The current ZODB stores a full copy of every change, making it inappropriate for high-write situations, particularly where only small portions of objects change frequently.

An Approach

One obvious approach is to use only differences, where the difference between the "original" version and the current one is what is stored. The problem is that this requires building the current page from diffs each display, and Zope is read-heavy.

A better approach would be to take the new version, and have the old version become the difference between itself and the new version. This way, undo or reversing transactions becomes more expensive, and perhaps a commit (adding something new) becomes slightly more expensive, but reads shouldn't cost anything more than they currently do.

-- mindlace

Jim
I think that this is a very cool idea. It would be too hard to implement in FileStorage (althought maybe it could be a variation during packing). It would be really attractive in a relational storage.
Michael Strasser
Can it be extended to allow redo as well? It seems to me that Zope could really do with a redo facility. Instead of the complete version being the latest, it is one signified somehow as the current version that can be undone by going backwards or redone by going forwards. The versions in the DB going in both directions are diffs from the versions nearer the current version.

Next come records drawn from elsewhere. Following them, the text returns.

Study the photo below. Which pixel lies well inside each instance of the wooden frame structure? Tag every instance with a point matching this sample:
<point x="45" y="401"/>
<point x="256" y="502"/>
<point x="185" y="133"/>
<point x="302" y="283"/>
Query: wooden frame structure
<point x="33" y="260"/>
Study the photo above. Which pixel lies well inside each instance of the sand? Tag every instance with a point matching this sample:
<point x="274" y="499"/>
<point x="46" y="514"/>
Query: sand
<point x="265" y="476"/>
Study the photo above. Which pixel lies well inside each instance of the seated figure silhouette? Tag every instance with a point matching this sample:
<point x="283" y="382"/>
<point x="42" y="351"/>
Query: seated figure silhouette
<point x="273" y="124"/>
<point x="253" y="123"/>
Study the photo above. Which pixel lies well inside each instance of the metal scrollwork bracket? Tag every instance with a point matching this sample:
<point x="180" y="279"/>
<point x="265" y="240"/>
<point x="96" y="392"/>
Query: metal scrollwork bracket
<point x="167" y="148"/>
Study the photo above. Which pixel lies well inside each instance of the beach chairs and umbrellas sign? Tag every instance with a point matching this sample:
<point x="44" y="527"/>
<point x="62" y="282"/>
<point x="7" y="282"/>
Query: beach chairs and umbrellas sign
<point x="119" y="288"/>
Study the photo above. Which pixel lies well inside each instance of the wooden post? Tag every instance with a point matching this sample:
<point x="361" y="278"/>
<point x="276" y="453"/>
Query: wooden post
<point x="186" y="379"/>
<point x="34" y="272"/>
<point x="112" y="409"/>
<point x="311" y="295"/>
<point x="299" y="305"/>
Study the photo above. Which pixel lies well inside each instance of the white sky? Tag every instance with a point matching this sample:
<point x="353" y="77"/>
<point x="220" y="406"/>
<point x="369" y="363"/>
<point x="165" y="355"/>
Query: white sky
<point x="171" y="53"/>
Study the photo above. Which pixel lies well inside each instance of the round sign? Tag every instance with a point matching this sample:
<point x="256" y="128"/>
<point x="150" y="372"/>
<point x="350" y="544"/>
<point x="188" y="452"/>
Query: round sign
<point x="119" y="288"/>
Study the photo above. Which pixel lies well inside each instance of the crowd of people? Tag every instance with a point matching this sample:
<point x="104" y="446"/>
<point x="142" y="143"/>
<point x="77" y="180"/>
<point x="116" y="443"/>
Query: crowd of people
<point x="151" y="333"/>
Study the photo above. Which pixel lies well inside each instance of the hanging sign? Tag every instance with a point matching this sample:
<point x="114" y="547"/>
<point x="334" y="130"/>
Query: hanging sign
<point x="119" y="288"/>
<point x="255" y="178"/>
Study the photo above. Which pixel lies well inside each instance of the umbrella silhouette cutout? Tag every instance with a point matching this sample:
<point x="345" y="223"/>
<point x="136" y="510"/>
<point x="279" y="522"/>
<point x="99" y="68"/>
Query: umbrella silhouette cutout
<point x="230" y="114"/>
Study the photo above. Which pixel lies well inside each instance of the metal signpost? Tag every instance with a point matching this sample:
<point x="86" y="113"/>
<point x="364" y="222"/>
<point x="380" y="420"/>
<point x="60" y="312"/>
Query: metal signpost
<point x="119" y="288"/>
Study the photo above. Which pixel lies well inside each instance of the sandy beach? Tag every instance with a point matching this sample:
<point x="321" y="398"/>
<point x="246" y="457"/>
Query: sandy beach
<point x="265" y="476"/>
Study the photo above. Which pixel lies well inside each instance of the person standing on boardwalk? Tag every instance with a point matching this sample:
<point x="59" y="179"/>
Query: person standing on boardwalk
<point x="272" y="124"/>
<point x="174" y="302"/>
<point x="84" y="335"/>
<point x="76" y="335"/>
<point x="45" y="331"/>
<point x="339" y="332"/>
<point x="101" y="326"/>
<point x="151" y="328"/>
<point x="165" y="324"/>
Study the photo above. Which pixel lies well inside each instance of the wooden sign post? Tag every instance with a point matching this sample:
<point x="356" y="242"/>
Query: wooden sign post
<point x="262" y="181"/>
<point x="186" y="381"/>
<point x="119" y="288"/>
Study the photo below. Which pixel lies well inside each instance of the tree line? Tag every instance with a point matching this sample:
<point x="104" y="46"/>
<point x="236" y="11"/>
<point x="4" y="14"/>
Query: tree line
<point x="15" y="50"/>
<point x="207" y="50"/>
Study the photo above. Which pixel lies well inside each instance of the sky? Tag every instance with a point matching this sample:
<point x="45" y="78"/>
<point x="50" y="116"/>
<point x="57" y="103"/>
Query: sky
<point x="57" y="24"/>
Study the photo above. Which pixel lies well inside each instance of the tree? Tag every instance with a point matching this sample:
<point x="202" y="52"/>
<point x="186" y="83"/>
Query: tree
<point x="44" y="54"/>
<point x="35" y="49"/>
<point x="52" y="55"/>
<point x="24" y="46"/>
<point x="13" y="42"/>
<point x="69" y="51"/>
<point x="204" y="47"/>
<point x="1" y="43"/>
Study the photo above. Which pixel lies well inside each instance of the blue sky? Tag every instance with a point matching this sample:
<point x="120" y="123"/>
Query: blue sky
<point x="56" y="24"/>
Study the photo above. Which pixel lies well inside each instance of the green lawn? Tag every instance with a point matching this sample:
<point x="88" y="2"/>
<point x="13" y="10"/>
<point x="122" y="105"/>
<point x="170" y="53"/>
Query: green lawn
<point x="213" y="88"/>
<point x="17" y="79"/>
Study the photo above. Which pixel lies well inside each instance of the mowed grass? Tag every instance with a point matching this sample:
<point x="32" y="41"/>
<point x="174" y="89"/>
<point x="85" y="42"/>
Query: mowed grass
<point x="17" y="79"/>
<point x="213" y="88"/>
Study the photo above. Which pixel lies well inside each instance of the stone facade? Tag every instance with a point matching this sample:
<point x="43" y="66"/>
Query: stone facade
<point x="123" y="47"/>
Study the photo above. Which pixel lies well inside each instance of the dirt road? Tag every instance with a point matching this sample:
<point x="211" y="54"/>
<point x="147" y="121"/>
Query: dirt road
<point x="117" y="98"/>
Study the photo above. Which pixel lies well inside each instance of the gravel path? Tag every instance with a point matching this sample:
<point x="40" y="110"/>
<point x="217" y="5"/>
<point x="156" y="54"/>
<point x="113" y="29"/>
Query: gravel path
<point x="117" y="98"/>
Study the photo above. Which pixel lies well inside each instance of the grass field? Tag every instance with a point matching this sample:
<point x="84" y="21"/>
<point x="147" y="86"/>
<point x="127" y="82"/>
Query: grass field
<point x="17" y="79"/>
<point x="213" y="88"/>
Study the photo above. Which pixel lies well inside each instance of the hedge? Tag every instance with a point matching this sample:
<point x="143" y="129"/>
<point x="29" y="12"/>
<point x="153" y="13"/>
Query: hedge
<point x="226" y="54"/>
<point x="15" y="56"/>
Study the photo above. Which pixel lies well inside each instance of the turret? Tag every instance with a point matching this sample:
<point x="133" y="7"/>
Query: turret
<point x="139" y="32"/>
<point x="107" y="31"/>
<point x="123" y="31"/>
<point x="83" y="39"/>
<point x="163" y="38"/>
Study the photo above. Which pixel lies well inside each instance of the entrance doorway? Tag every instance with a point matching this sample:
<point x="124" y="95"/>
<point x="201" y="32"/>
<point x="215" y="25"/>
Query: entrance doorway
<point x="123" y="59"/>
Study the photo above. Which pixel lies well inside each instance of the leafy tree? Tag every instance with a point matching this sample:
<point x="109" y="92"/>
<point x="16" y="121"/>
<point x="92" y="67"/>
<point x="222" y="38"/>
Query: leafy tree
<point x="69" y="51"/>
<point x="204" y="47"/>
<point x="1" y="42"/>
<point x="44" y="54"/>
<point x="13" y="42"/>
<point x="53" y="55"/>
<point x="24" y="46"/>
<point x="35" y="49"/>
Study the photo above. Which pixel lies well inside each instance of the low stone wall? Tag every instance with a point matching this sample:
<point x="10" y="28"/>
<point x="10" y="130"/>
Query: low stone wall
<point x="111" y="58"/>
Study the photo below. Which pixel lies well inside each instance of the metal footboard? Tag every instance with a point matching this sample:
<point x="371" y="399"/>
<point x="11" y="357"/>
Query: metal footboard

Now I'm thinking that the undo-redo list should not actually be linear but be some kind of "map" with a "strand" for each object that is changed. Where one object refers to another, a link could be recorded between one version of an object and the version of the the other to which it refers. Am I getting too far off the track?

~runyaga
this is key functionality to what I'm using ZOPE for - a Offline Content Management System. the idea of Versions (previously edited copies) of a object and being able to undo or redo to a particular version is very important. the beautiful part of this would be if ZOPE could undo/redo at a object instance - it is ahead of one of the main CMS, we use at work - Interwoven (very expensive CMS) can only undo/redo at a branch level. Tres and I were talking about undo/redo but how does this play w/ objects that are apart of tradtional ZOPE versions? I dont see diffs being that important right now, compared to the undo/redo functionality. runyaga

Need pickle diffs

We need a way of diffing pickles to make this work. Any volunteers?

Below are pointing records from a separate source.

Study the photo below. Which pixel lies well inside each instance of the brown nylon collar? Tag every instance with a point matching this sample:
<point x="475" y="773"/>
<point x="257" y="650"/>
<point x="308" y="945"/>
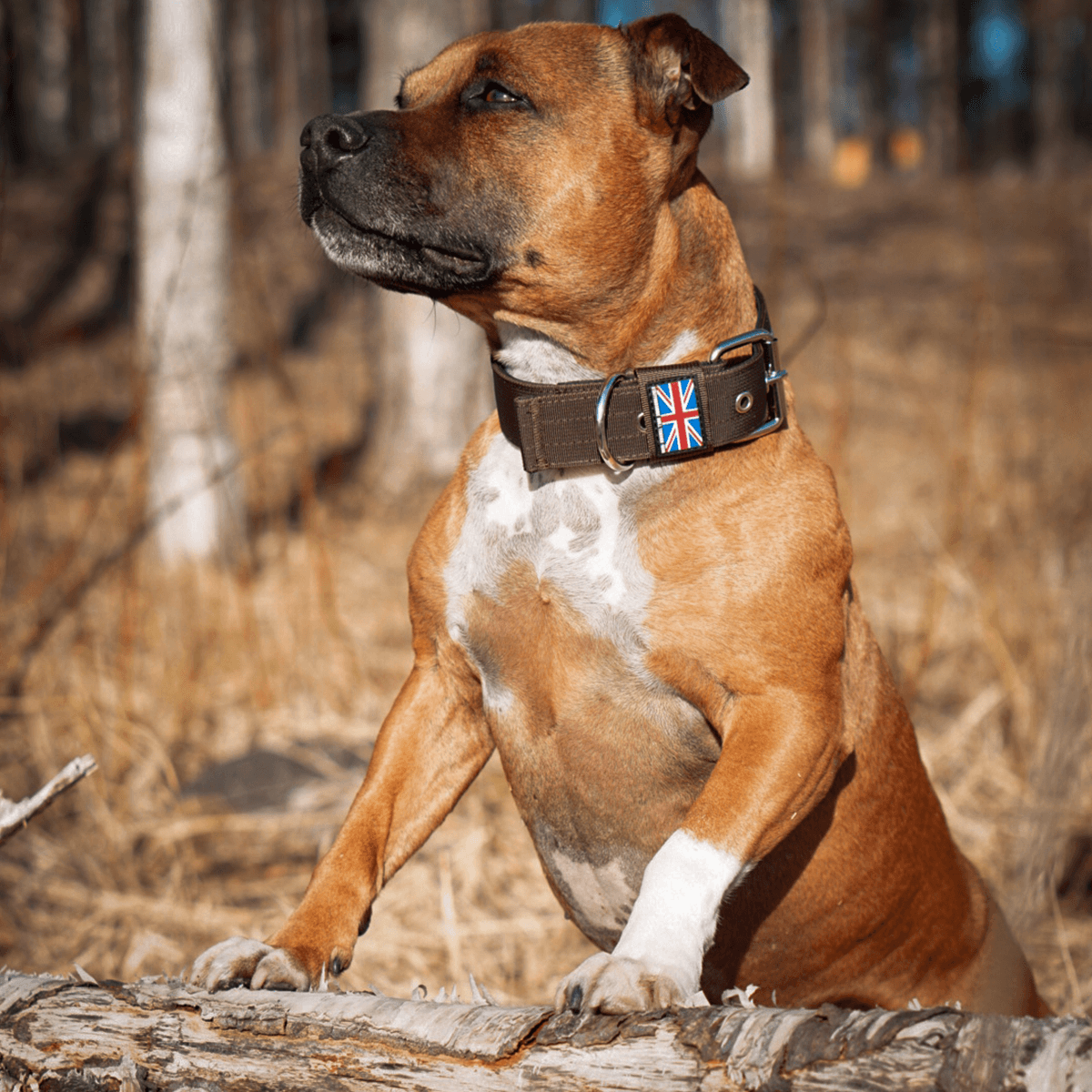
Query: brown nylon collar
<point x="650" y="414"/>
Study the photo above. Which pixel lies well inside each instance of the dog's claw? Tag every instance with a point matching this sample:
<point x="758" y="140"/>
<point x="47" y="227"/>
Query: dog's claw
<point x="617" y="986"/>
<point x="229" y="964"/>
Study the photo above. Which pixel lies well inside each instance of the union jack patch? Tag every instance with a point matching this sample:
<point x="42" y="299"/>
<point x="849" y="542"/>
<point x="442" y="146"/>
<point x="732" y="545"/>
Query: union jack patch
<point x="677" y="416"/>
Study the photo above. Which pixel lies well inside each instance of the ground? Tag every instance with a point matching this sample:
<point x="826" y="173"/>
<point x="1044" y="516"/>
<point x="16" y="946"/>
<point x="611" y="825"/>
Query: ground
<point x="938" y="338"/>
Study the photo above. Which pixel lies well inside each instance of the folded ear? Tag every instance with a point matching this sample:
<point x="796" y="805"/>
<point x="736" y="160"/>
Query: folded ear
<point x="678" y="66"/>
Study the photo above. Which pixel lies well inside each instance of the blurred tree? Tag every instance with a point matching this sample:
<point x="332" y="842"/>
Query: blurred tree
<point x="434" y="383"/>
<point x="54" y="55"/>
<point x="1057" y="32"/>
<point x="748" y="37"/>
<point x="103" y="28"/>
<point x="816" y="85"/>
<point x="183" y="233"/>
<point x="301" y="83"/>
<point x="246" y="76"/>
<point x="938" y="46"/>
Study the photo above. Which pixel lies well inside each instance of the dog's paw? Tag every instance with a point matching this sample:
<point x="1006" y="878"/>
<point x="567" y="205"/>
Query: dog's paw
<point x="229" y="964"/>
<point x="617" y="986"/>
<point x="245" y="962"/>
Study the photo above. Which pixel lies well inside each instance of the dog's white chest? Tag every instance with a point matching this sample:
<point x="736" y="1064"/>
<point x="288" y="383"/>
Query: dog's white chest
<point x="574" y="530"/>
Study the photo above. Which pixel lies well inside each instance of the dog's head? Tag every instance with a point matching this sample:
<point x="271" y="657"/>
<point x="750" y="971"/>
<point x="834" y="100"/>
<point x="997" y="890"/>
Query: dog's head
<point x="518" y="167"/>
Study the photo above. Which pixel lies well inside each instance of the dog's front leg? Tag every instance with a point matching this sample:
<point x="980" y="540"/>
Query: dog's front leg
<point x="779" y="758"/>
<point x="430" y="747"/>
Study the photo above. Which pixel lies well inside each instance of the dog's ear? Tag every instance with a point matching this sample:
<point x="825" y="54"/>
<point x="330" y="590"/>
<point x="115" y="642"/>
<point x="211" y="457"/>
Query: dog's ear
<point x="678" y="66"/>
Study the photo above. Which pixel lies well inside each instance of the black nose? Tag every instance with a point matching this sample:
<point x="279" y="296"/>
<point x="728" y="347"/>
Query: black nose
<point x="329" y="139"/>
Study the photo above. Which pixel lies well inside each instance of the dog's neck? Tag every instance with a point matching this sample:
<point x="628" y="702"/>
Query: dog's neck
<point x="536" y="359"/>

Are there any known generic binary differs?

lalo
there is xdelta, approaching 2.0. A Python interface to libxdelta and libxdfs is in the works (by me, actually). The library includes xdfs, a RCS-like version database (ok, that was the short explanation, not a good one actually), which already stores versions as reverse diffs; redo (and perhaps Zope Versions) could be emulated or perhaps even replaced by branches, which it also handles beautifully. Look for Joshua's paper (xdfs.ps.gz) for details. (/me dreams about a XDFSStorage again)

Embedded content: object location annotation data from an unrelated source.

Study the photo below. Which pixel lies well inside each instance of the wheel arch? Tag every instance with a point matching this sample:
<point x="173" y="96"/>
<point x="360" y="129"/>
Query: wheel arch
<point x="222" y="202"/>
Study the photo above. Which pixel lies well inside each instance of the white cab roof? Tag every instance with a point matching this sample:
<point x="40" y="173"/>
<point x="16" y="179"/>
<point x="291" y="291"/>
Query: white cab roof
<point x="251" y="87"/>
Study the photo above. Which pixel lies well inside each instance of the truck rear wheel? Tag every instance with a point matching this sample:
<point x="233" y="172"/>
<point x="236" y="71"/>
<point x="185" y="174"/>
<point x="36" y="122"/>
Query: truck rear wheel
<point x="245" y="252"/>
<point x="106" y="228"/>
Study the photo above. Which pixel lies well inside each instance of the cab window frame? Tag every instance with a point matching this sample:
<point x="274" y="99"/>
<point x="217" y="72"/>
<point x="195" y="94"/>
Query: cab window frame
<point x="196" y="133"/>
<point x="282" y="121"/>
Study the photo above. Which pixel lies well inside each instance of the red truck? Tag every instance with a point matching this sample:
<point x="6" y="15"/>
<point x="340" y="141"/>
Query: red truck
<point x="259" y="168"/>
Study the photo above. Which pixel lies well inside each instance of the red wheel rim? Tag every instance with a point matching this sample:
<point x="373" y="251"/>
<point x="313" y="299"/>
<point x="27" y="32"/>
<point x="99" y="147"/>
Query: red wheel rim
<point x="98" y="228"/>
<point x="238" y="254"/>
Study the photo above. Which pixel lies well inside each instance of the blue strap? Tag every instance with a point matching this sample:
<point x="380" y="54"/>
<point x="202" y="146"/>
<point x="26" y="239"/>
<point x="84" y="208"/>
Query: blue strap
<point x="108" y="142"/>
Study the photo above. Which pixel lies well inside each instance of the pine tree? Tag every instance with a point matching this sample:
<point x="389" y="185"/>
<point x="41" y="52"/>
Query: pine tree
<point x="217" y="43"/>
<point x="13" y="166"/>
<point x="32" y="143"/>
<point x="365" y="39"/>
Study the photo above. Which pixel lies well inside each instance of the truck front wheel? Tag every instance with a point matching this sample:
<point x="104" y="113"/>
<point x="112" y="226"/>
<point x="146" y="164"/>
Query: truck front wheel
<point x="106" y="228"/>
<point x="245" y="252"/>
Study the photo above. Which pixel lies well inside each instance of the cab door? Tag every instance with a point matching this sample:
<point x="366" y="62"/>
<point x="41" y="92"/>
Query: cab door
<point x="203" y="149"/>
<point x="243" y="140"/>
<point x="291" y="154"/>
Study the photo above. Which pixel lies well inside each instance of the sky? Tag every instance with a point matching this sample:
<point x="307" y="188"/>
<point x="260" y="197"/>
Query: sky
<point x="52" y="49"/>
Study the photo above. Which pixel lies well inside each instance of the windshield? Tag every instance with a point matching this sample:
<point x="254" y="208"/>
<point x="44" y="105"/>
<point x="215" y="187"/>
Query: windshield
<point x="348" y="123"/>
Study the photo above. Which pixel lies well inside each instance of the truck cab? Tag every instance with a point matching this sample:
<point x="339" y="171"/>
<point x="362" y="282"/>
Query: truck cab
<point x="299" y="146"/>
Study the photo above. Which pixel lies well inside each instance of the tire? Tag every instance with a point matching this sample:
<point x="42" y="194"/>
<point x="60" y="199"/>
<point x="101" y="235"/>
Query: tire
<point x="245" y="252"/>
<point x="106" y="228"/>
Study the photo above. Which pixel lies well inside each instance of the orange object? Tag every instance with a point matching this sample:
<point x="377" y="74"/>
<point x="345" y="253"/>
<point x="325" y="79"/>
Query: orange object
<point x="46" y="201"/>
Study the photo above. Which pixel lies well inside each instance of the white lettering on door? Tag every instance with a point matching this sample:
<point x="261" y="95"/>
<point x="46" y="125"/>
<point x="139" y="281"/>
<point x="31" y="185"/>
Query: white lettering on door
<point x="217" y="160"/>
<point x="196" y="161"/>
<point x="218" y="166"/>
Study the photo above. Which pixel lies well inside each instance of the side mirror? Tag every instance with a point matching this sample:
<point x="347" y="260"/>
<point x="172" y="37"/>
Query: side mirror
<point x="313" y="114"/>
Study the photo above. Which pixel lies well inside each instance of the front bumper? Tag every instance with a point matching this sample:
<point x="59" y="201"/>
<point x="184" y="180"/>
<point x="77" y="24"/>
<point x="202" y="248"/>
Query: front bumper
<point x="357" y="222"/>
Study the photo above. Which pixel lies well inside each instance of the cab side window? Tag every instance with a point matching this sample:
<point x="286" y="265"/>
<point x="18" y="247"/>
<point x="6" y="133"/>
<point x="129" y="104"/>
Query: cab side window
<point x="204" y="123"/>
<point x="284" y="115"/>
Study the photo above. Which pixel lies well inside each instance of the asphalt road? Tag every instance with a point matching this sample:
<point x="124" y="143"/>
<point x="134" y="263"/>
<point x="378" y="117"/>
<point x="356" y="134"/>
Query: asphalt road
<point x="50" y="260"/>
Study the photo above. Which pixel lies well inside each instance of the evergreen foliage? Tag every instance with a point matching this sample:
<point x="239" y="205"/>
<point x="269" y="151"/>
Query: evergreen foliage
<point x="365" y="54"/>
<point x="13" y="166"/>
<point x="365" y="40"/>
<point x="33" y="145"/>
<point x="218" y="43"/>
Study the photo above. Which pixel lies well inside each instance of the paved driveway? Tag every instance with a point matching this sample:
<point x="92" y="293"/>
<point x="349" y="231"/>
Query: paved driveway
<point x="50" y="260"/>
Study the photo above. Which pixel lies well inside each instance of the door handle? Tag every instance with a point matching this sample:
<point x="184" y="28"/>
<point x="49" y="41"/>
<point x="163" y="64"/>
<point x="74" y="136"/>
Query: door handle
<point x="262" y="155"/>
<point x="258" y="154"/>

Barring a generic binary differ, I think it might work along these lines:

  • Split a pickles into sequences of operations. Pickles are basically series of op codes with arguments.
  • Use Tim Peters' sequence differ (Tools/scripts/ndiff.py) to diff the operations sequences.

    I've never used ndiff, I don't know how well it works. I've been meaning to try it form some time.

Guido
If you use text pickles instead of binary pickles, I think you don't even need to use ndiff. A regular line-based diff utility will do just fine, because the text pickle format consists of many short lines. The pickle format includes newlines at the end of almost every object. The only problem would be that under certain circumstances, the tags for object references may be renumbered, and that would cause major changes throughout the pickle. But it's worth a try! Another downside is that if objects are low on structure and their content is a single long string, most changes will realistically change that single string, which is a single line (in text pickle format), and then you'd need ndiff instead. The proper solution in any case would be to ask Tim to craft a diffing algorithm specifically for binary data -- he loves a challenge like that!


jcea (Aug 1, 2001 8:33 am; Comment #1)
Python 2.1 (mandatory for current Zope version, anyway) includes a standard "diff" module. Try http://python.planetmirror.com/doc/current/lib/module-difflib.html.

This implementation is, probably, slow.

I'd vote for xdelta, too...